I have repeatedly pointed out that, in recent years, a characteristic of our modern judiciary is the almost complete absence of law and the substitution for the law of what I have called the Rule of Jolly-Good-Ideas. Judges (and academics) no longer make decisions in terms of the existing law, but in terms of their own moral lights. This as I have previously pointed out is a return to Greek system of Themis which existed before the Rule of Law.
So, when reading Van Niekerk’s article, I suggest the question must be kept in mind is: “Is he expressing a view on the existing law or expressing his view as to what he thinks or would like the law to be?” Now even the most cursory reading of his article leads to the conclusion that the idea that a causal link must exist between the breach of the policy term and the loss is his idea of what the law should be. It is not what the law currently, in fact, is. His article makes it clear the current law is, in fact, is exactly the opposite to what he is suggesting. The current law is as indicated by the above two cases. A breach of a warranted term in the policy is clear grounds for repudiation. No link is required. Van Niekerk argues for an alternative, the link approach. He concludes to get to his position, “Although the causal requirement should ideally be taken up in legislative reform … it can be argued that this is not necessary. All that is required to put the matter beyond doubt is an appropriate … case … and a suitable pronouncement by that court on the issue.” In other words, judges should endorse his idea and convert his idea into legal practice. It is interesting to note the diminished role of Parliament. It has been completely abrogated and replaced with judges. Its role as the sovereign law-making institution which existed in 1968 when dealing with the Jordan matter has been replaced by judges. So, to change the law, it is not necessary to take it back to parliament, merely take it to a judge. Themis will guide the judge to endorse Van Niekerk’s idea.

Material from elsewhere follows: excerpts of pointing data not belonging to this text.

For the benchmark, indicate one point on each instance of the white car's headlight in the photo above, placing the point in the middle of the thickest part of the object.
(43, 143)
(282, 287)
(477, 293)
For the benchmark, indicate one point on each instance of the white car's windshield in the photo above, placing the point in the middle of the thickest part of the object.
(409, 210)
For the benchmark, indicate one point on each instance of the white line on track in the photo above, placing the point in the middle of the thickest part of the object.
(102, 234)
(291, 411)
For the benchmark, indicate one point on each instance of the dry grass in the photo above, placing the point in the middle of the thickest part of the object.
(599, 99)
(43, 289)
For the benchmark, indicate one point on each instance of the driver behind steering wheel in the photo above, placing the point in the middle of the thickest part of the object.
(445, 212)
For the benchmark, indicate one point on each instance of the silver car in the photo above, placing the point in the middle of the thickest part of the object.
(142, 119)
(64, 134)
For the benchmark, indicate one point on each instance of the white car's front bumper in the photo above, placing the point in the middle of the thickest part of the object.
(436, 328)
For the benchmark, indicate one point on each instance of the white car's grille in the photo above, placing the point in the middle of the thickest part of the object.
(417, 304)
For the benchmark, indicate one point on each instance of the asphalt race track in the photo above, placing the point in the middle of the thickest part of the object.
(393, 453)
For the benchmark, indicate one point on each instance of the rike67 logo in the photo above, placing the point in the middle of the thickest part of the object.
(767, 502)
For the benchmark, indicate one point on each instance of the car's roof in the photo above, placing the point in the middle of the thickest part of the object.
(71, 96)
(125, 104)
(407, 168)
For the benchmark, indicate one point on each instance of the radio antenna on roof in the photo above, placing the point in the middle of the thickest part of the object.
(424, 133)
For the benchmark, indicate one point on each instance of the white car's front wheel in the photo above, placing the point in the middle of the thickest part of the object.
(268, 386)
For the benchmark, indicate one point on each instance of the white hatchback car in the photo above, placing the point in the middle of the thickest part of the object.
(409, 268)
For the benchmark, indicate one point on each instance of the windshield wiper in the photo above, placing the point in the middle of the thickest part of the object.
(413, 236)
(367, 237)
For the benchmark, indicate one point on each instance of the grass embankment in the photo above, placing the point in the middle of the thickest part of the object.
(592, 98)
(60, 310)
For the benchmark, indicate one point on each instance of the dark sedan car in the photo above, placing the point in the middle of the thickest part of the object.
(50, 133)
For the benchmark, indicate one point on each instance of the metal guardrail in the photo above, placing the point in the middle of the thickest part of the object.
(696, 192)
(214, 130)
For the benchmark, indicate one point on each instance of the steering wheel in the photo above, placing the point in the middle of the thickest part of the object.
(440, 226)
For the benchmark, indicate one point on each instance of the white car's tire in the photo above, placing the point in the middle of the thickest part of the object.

It thus can be accepted that, at present, as a matter of law, there is no general requirement that a link exist between the breach of a policy term and the loss. As indicted when the mere two cases discussed above are considered, that the link theory is, in any event, not universally workable in practice. It does not meet the requirement of a being a law of general application.

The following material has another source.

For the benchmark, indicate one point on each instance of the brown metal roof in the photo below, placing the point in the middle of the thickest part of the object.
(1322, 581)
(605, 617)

Short-term Ombudsman’s requirement
Having come to the conclusion that Van Niekerk’s views do not, or, claim to, reflect the current legal position, where does that leave the industry with the Ombudsman’s requirement that a link must exist between the breach of the policy term and the loss? Although one can be very sympathetic to what the Ombudsman is attempting to achieve, the conclusion is inevitable; His requirement is not in terms of the existing law. It is thus concluded that as matters now stand the Ombudsman’s requirement cannot be sustained and this places individual insurers in a very uncomfortable position. It can also be shown that a requirement causal link exist cannot be sustained in terms of equity.
This conclusion does not solve the perceived problem of repudiating claims for a breach of a policy term as highlighted by the above two cases. It is suggested that a workshop be convened with claims managers of the insurance companies to discuss this issue and to decide what action, if any, is needed to address the perceived problem.